I have an II account with voluntary Vistana weeks in it, and was able to add worldmark to the same II account by calling them. They require the payment of a fee to add the new timeshare, or will do it for free if you extend your membership on the same call. I would ask to speak to the worldmark desk, as the regular agents don't have a great track record of getting worldmark accounts set up correctly.


----------



## DaveNV (Nov 10, 2018)

bizaro86 said:


> I have an II account with voluntary Vistana weeks in it, and was able to add worldmark to the same II account by calling them. They require the payment of a fee to add the new timeshare, or will do it for free if you extend your membership on the same call. I would ask to speak to the worldmark desk, as the regular agents don't have a great track record of getting worldmark accounts set up correctly.

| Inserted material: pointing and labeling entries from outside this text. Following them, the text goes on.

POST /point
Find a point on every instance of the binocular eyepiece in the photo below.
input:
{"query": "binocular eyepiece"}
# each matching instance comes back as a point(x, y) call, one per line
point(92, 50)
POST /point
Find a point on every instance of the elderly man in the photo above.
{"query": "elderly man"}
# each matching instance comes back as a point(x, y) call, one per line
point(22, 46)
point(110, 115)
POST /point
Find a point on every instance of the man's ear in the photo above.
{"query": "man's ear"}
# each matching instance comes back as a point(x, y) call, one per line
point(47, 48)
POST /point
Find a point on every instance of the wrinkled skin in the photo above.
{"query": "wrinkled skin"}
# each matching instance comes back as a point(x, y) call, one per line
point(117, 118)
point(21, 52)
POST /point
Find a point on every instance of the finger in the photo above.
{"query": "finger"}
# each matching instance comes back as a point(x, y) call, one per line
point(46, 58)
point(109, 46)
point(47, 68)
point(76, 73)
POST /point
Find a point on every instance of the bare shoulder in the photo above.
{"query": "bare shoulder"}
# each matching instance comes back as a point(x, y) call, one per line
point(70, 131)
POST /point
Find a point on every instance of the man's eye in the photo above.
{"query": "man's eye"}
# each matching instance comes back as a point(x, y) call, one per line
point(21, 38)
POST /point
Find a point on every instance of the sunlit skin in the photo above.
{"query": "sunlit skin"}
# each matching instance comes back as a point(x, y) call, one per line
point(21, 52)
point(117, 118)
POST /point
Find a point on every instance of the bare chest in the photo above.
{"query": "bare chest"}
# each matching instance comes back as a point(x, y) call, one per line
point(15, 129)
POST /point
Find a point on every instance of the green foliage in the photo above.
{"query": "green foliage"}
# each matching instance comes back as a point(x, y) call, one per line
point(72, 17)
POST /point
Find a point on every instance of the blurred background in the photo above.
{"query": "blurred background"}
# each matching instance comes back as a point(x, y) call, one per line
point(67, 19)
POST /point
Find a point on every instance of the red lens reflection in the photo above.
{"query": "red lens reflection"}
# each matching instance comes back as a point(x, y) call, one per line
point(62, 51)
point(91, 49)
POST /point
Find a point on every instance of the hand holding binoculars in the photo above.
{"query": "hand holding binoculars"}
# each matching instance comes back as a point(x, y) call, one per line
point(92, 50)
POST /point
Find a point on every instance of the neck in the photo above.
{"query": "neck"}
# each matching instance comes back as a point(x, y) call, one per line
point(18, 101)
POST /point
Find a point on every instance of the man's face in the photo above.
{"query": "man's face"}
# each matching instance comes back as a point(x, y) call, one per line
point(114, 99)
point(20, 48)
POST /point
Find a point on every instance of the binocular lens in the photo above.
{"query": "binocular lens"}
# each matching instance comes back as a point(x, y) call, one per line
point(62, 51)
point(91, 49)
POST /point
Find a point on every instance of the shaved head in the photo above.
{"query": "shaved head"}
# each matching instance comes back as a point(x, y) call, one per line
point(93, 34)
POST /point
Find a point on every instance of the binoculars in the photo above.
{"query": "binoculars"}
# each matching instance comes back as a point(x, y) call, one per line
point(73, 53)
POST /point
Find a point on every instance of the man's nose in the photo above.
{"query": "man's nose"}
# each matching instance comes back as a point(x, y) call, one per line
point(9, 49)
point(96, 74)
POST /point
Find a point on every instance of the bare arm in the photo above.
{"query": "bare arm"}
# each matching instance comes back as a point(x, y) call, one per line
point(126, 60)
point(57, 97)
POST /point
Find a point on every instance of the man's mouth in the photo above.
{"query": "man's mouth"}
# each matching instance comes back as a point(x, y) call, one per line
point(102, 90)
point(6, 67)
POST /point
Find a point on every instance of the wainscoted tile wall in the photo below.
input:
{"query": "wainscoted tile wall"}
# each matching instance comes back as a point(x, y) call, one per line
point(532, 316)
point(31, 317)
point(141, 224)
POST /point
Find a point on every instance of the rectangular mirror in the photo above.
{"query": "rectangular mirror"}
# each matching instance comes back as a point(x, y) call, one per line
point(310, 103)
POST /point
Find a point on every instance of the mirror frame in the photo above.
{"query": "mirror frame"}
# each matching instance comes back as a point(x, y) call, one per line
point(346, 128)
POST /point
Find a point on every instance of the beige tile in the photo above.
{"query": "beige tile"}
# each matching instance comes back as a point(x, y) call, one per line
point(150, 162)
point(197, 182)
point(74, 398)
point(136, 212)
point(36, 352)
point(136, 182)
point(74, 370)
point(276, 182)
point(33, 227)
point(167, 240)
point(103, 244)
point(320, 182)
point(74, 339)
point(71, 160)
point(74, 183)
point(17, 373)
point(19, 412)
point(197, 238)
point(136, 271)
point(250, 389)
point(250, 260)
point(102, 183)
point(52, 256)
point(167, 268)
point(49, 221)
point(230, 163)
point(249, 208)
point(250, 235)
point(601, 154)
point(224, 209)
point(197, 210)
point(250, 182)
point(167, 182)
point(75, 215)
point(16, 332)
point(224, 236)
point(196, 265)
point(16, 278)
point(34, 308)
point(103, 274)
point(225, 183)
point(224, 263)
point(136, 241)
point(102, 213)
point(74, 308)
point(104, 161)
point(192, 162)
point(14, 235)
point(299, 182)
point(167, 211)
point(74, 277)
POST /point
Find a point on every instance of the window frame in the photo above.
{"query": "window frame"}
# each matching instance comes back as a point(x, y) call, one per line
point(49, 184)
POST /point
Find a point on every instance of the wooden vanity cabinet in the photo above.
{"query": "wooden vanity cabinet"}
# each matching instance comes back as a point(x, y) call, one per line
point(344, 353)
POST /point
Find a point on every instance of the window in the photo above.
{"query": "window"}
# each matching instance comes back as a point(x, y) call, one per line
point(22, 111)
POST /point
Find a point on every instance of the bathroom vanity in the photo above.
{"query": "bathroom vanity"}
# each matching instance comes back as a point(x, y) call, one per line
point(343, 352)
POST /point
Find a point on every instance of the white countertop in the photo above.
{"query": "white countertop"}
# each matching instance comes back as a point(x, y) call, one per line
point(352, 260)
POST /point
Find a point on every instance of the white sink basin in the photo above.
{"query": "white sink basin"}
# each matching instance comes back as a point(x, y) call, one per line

I would add that when I set up my WorldMark II account, and was speaking to the "WorldMark Desk" at II, the person on the phone had no idea what to do.  He had to put me on Hold and go talk to a Supervisor.  Once he did, and said he then knew what to do, and he set things up.  It took a few days for the account to be verified, but it worked out.  Since then, it's been fine.  So it may all depend on who you talk with.

Dave


----------



## chemteach (Nov 21, 2018)

Just called II.  Hoping they process it correctly.  Will find out in a few days...  The person I spoke with first thought this wasn't possible, then spoke with someone.  They kept asking me which location I owned.  Answer -"No specific location;" repeat question, repeat answer, then finally, "Ok."  I will just phone back if it looks incorrect on my account.  Thank you Dave, geist, and bizaro.  I find TUG members to always be super helpful.  I try to give any information I have to help people, but usually find others have already answered questions by the time I see people requesting information here.  It's always nice to be able to pay it forward!!  I have really enjoyed all my timeshares over the years - visited lots of places with family and friends.  Couldn't have afforded to do the kind of trips I've done without the information from TUG!!  My kids are extremely spoiled with regard to vacations and have no clue that we aren't as rich as the people who pay developer prices and don't know about exchanging.  Whenever friends ask me how I do it, I tell them not to buy anything - that they can just use my timeshares.  But no one ever takes me up on it.  (Of course, they do when they travel with me - just never without me!!)  My daughter who is far too young to be thinking about getting married any time soon has already asked me to set up her honeymoon vacation for her.  I told her to let her non-existent as of any time soon fiance to let me know at least two years in advance where they might want to go for a honeymoon so I can get a search started for them.  (So I'll be the first to know a proposal is in the future...     )


----------